İki yıl aradan sonra geçtiğimiz günlerde beşinci albümü 'Bambaşka'yı piyasaya çıkaran Kutsi, 'Keşke parantezini hiçbir zaman açmayacağım, çok içime sinen bir albüm oldu' diyor
Kutsi tarzından çok fazla ödün vermedi ama öbür albümlerimin birkaç gömlek üstü olduğuna inanıyorum. Çünkü çok titiz ve yoğun çalıştık. 2000'den beri yaptığım albümler hep böyle hit şarkılardan oluşuyordu. Sanane, Aşkın Gururu, Geçer, Son Perde, Aynı Şehirde Nefes Almak Bile Bana Yetiyor, Doğum günü… Hep bunlara odaklandım. Şarkılarımın kalıcı olmasına, bir hikayelerinin olmasına özen gösterdim. Sloganının kuvvetli olmasına ve anlatım dilinin kolay olmasına özen gösterdim. Bunu da 6 şarkıda başardığıma inanıyorum. Sinan Akçıl, Soner Sarıkabadayı, Nezih Üçler ve Tanzer Gümüş'ten şarkı aldım. Fotoğraflarımda da Kemal Doğulu imzası var. Böyle müzik adamlarıyla çalışmak benim için çok önemli.

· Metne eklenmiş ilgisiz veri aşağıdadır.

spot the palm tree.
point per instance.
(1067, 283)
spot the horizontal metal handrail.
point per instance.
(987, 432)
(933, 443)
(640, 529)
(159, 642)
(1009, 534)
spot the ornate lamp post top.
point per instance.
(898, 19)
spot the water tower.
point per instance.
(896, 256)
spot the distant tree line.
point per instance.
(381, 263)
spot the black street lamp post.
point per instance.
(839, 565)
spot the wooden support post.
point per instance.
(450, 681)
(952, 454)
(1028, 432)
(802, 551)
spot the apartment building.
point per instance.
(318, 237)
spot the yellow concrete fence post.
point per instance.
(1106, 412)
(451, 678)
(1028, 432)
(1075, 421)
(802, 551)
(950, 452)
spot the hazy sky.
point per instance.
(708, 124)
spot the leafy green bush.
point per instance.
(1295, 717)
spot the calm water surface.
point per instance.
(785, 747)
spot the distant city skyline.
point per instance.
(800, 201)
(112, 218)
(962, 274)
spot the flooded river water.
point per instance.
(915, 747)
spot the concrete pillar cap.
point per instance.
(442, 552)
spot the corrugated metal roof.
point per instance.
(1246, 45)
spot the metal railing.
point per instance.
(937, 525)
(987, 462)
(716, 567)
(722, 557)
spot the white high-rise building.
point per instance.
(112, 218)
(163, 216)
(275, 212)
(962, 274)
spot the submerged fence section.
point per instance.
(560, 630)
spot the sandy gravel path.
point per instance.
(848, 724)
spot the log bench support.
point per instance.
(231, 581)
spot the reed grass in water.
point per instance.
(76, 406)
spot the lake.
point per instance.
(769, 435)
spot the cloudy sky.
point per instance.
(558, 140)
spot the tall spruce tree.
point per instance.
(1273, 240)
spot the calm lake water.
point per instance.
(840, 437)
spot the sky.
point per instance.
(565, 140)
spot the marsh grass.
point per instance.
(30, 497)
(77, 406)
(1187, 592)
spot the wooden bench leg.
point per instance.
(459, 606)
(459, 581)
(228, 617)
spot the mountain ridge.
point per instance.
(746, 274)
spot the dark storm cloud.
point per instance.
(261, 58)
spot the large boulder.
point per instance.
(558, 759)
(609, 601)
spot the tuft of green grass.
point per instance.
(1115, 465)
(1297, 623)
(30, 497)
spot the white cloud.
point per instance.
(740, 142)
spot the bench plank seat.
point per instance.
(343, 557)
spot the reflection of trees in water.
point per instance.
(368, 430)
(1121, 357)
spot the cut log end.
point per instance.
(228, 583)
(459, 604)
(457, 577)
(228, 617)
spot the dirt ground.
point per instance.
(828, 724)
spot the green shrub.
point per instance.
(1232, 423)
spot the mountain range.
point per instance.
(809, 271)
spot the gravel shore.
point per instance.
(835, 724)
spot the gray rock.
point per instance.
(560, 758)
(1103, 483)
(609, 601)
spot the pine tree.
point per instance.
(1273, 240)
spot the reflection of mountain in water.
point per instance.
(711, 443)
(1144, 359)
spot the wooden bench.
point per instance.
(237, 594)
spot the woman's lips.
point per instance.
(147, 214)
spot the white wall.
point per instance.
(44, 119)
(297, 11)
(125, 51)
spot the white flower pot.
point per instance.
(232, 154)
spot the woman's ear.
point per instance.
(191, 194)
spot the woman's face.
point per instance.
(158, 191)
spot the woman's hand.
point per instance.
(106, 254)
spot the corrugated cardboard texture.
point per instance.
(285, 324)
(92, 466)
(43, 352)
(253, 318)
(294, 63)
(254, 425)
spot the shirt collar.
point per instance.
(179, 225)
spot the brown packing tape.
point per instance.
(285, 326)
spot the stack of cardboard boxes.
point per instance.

Keşke parantezini hiçbir zaman açmayacağım bir albüm oldu. Çünkü albümde keşkelere sığdıramayacağım, içime sinen o kadar güzel temalar var ki... Zaten içime sinmeseydi bu albümü raflara koymazdım. Adı gibi güzel ve bambaşka bir albüm oldu. Sunduğumuz pastanın içimize sinmesi lazım. Bizimle birlikte emeği geçen herkese çok teşekkür ederim. Diliyorum herkes o pastadan payını alsın. Bir önceki albümü aratmasın istedim, çok çalıştım. Şarkıların hepsi çok güzel… Anlatım gücü ve enstrümantal yapısı güçlü. Özellikle Bambaşka'da gitarla birlikte bir bağlama kompozisyonu var ki, o çok başka.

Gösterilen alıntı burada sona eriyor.